Enabling the use of submergers

1. Introduction

PROOF has the possibility to parallelize the merging step by using a subset of the workers (the ones ending first) as mergers. This technique is particularly useful when the output is composed by a large number of objects whose size does not depend on the number of entries or processing time. The typical case are histograms. Under certain assumptions it can be shown that the optimal number of mergers is the square root of number of set of outputs to be merged. Since typically we have one set of output per worker, the optimal number is the square root of the number of available workers.
See root.cern.ch/drupal/sites/default/files/OpocenskaThesis.pdf .

2. Enabling use of mergers in PROOF

The use of sub-mergers can be enabled both on the client or server side.
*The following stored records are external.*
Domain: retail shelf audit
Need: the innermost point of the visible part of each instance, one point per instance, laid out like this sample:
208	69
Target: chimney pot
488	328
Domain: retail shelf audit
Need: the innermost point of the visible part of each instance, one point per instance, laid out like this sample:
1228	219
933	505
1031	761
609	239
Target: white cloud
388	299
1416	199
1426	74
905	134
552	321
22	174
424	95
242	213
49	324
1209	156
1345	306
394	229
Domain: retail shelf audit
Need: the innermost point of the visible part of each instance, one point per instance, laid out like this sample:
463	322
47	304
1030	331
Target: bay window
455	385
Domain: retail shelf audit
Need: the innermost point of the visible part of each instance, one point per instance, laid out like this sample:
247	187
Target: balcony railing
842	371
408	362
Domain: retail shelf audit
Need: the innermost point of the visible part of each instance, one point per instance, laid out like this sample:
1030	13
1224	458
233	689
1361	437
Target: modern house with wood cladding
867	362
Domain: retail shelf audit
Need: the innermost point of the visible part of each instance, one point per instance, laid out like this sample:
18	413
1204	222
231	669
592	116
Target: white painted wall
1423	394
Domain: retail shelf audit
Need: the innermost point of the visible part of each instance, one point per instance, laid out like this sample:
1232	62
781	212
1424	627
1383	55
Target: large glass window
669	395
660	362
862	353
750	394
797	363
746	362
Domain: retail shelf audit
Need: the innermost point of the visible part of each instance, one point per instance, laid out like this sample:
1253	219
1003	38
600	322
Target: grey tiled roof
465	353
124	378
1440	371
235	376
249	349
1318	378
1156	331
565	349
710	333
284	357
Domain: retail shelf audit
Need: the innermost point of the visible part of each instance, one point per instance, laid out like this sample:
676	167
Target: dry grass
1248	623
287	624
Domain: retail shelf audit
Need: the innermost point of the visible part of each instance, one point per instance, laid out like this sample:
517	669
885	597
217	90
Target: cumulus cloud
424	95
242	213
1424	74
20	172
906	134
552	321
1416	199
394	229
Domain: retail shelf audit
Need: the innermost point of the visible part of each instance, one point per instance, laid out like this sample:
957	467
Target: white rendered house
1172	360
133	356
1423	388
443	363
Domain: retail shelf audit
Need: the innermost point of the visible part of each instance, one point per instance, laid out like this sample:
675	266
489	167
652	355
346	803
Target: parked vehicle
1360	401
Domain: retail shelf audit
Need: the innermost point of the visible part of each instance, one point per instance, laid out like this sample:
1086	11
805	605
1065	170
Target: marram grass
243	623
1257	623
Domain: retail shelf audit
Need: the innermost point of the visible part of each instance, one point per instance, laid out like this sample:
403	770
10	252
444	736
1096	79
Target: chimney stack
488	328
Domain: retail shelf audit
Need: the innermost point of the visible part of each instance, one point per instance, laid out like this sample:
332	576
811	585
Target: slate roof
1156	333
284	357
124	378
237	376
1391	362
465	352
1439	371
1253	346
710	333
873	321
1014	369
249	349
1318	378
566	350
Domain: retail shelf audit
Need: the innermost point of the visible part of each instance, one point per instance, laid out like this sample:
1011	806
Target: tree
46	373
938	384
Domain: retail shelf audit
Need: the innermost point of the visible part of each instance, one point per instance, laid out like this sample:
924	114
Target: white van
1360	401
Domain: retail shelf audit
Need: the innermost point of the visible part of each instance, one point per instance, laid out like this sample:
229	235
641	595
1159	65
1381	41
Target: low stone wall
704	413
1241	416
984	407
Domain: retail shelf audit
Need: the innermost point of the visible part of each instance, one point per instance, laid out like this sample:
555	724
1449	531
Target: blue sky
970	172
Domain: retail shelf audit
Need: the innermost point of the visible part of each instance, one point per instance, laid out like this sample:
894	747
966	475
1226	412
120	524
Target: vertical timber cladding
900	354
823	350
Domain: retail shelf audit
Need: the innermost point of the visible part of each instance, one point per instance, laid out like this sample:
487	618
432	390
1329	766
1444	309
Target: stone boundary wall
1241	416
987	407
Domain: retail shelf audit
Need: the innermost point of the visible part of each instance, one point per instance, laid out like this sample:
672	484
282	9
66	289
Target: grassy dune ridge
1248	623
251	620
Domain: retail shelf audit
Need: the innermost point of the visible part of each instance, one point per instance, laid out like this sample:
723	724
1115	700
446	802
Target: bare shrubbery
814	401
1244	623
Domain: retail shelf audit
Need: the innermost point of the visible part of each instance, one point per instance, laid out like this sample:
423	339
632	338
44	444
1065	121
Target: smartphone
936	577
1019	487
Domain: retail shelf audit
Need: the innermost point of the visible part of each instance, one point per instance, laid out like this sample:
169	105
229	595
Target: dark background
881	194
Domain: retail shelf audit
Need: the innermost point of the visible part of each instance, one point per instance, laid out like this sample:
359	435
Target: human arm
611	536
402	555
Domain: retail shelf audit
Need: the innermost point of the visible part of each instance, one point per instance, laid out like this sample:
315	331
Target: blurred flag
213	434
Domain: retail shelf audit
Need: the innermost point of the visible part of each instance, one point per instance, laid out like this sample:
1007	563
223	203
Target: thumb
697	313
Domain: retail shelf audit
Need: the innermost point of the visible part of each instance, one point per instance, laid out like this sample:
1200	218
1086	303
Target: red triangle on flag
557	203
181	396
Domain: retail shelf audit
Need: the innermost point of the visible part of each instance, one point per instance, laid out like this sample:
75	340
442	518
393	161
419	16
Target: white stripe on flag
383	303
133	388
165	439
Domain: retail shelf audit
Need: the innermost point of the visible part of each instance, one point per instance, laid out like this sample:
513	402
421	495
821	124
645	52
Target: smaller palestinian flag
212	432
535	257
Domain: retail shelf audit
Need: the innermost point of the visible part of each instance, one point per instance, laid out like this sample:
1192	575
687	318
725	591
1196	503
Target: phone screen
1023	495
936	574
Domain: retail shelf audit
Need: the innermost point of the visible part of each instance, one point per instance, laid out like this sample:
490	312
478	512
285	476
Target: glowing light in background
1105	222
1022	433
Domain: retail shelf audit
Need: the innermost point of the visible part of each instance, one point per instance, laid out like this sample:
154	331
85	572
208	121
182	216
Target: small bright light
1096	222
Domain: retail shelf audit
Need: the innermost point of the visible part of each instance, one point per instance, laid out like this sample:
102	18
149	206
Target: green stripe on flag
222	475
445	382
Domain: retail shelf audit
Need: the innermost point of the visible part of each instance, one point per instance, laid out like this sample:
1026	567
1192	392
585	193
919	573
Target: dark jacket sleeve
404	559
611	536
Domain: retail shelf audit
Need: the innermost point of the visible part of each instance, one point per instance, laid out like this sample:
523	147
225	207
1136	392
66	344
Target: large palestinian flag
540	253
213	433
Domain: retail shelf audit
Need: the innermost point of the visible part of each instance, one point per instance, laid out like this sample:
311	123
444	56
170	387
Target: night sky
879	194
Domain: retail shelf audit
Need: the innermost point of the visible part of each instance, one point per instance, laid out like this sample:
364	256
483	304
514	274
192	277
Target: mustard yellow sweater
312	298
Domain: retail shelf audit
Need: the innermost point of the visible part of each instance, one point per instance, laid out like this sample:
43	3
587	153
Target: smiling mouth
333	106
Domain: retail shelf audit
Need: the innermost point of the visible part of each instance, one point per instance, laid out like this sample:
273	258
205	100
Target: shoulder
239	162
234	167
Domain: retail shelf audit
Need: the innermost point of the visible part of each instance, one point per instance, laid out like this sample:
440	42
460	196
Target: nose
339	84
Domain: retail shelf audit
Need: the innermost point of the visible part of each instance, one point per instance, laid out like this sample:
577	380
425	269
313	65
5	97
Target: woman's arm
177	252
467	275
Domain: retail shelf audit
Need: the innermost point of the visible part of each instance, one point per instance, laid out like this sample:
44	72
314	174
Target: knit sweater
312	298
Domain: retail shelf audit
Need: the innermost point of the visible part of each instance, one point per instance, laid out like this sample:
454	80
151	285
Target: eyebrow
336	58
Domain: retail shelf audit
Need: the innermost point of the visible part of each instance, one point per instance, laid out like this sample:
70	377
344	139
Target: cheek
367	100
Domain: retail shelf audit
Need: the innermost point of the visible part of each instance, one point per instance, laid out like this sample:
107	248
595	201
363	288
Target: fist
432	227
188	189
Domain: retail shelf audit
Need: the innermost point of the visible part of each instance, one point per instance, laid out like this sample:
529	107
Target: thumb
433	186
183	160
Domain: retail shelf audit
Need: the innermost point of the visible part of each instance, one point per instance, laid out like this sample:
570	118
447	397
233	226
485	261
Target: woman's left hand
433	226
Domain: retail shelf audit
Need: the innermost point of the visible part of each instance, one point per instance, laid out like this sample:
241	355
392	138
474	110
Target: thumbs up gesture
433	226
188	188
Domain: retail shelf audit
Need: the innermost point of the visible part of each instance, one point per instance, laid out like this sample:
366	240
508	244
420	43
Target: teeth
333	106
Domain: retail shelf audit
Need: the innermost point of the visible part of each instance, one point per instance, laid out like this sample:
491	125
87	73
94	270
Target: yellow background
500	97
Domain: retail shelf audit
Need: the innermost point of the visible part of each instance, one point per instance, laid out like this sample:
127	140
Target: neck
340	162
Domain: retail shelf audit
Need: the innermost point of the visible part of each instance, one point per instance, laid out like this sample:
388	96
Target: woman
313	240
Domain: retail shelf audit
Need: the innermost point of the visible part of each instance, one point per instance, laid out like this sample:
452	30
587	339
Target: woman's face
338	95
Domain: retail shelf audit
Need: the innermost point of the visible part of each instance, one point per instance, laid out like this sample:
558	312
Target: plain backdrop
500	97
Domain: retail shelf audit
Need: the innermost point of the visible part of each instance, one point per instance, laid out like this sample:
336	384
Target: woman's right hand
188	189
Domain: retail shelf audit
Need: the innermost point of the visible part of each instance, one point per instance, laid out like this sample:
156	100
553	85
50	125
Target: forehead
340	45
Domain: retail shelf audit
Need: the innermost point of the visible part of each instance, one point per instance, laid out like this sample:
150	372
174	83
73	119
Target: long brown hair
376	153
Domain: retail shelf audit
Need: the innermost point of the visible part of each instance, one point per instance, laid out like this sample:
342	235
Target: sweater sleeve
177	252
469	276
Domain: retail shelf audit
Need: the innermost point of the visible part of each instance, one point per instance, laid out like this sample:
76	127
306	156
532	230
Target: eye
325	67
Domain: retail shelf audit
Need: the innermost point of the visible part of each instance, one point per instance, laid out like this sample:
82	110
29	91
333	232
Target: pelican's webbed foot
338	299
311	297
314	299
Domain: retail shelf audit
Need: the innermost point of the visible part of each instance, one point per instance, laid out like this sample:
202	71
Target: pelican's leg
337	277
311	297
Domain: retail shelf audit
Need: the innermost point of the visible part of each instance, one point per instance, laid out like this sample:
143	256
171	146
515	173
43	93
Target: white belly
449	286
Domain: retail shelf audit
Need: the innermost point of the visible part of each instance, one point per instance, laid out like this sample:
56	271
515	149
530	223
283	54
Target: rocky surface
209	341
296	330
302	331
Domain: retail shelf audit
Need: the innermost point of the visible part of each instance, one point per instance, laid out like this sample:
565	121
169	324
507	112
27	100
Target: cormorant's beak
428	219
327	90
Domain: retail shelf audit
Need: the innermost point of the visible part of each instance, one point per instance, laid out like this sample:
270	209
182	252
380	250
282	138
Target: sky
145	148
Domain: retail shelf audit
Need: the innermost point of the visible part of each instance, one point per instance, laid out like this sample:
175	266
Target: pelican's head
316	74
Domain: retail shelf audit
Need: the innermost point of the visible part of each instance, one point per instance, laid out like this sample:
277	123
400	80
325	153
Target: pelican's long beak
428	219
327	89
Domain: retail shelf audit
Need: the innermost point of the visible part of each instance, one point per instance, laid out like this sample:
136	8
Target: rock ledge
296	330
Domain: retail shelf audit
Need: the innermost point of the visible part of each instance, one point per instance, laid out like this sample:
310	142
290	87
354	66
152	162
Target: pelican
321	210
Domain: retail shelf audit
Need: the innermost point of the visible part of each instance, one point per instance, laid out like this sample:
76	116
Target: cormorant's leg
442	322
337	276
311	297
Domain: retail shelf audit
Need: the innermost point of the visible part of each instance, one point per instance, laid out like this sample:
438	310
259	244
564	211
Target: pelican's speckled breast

Clients can request it by setting the parameter PROOF_UseMergers to 0, for letting PROOF to calculate the optimal number of mergers, or to the number of mergers to be used.

root [] proof->SetParameter("PROOF_UseMergers", (Int_t)0) .

A negative value disable the use of mergers in the case it is enabled by default on the server side.

On the server side the use of mergers is enabled by the directive

xpd.putrc Proof.UseMergers 0

As for clients, 0 instructs PROOF to calculate the optimal number of mergers; a positive number will force a given number of mergers.

2.1 Versions 5.34/10 to 5.34/28

An optimized mechanism for output sending was introduced in 5.34/10; the modified logic prevented the 'PROOF_UseMerges' setting to be effective, is used alone. The additional setting

root [] proof->SetParameter("PROOF_ControlSendOutput", (Int_t)0)

is required for those version.

3. Caveats

The mergers open a server socket to accept connection from the workers assigned to them. The system must allow these incoming connections. The set of TCP ports required to be open among the worker nods is 5000-15000 .